A Yankee Takes A Whack At Beaten Biscuits
Welcome to Biscuit Week, a special time set aside to cherish the most buttery and beloved of all quick breads.
I first learned about beaten biscuits from Joy Of Cooking, which is a good way to learn a little bit about a lot of things. According to the 1997 edition, beaten biscuits are the most rare and special biscuits of all: "To win unending gratitude, serve this classic accompaniment for Kentucky or Virginia ham to any homesick Southerner." The reason they are rare is because you have to fold and beat the dough, literally, with a heavy object like a rolling pin or a skillet or an ax handle for anywhere from 30 to 90 minutes. This is how people got biscuits to rise before baking powder and baking soda became standard kitchen ingredients. In the great evolution of biscuits, beaten biscuits are the missing link between hard, crunchy English biscuits and soft, flaky Southern biscuits.

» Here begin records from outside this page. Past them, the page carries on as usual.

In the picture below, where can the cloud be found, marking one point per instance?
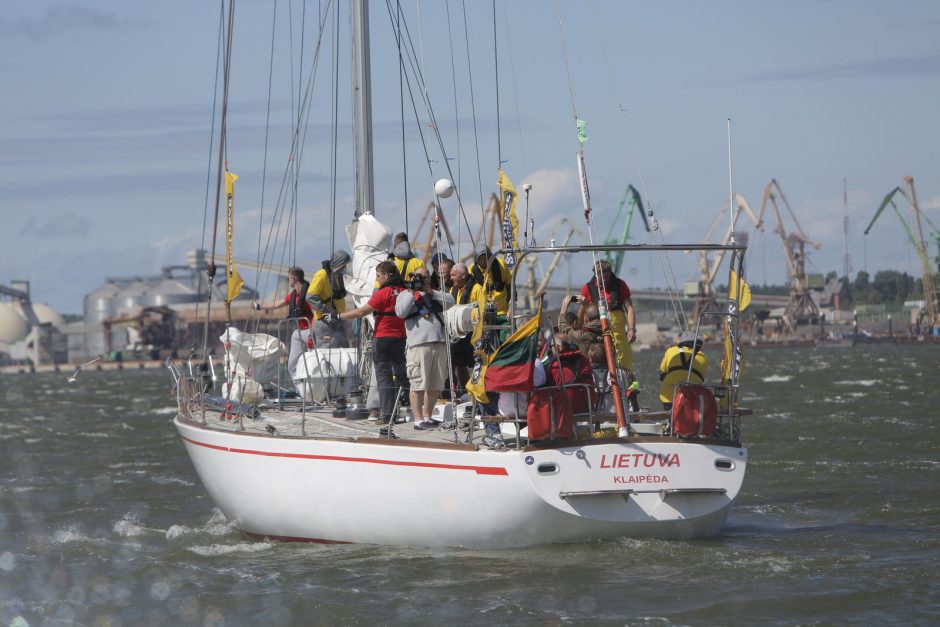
(60, 19)
(921, 65)
(63, 225)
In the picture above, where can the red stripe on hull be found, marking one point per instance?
(480, 470)
(258, 536)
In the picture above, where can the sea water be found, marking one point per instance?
(103, 520)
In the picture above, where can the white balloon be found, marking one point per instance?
(444, 188)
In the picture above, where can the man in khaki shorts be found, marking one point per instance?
(426, 344)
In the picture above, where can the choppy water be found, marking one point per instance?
(103, 521)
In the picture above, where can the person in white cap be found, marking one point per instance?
(327, 298)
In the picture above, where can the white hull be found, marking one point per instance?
(401, 493)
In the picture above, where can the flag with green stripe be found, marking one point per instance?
(511, 367)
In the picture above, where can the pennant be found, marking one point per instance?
(739, 297)
(510, 221)
(511, 367)
(234, 280)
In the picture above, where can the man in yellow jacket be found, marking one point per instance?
(494, 276)
(327, 295)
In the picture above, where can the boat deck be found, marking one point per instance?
(319, 422)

"Beaten biscuits are symbols of the Old South," the chef Bill Neal wrote in his book Bill Neal's Southern Cooking, "when time and labor weren't luxuries, but a way of life." This is a polite way of saying that prior to the Civil War, beaten biscuits were a regular part of daily life because there were enslaved people to do the beating. The food scholars John and Karen Hess have theorized that the beating technique was, like a lot of Southern foodways, imported from Africa. It's probably not a coincidence that beaten biscuits became less popular among white Southerners after the war, though historian Toni Tipton-Martin notes in her book Jubilee: Recipes From Two Centuries Of African American Cooking that they "held a place of honor in black cookbooks for generations," including the very first recipe in Abby Fisher's 1881 classic What Mrs. Fisher Knows About Old Southern Cooking.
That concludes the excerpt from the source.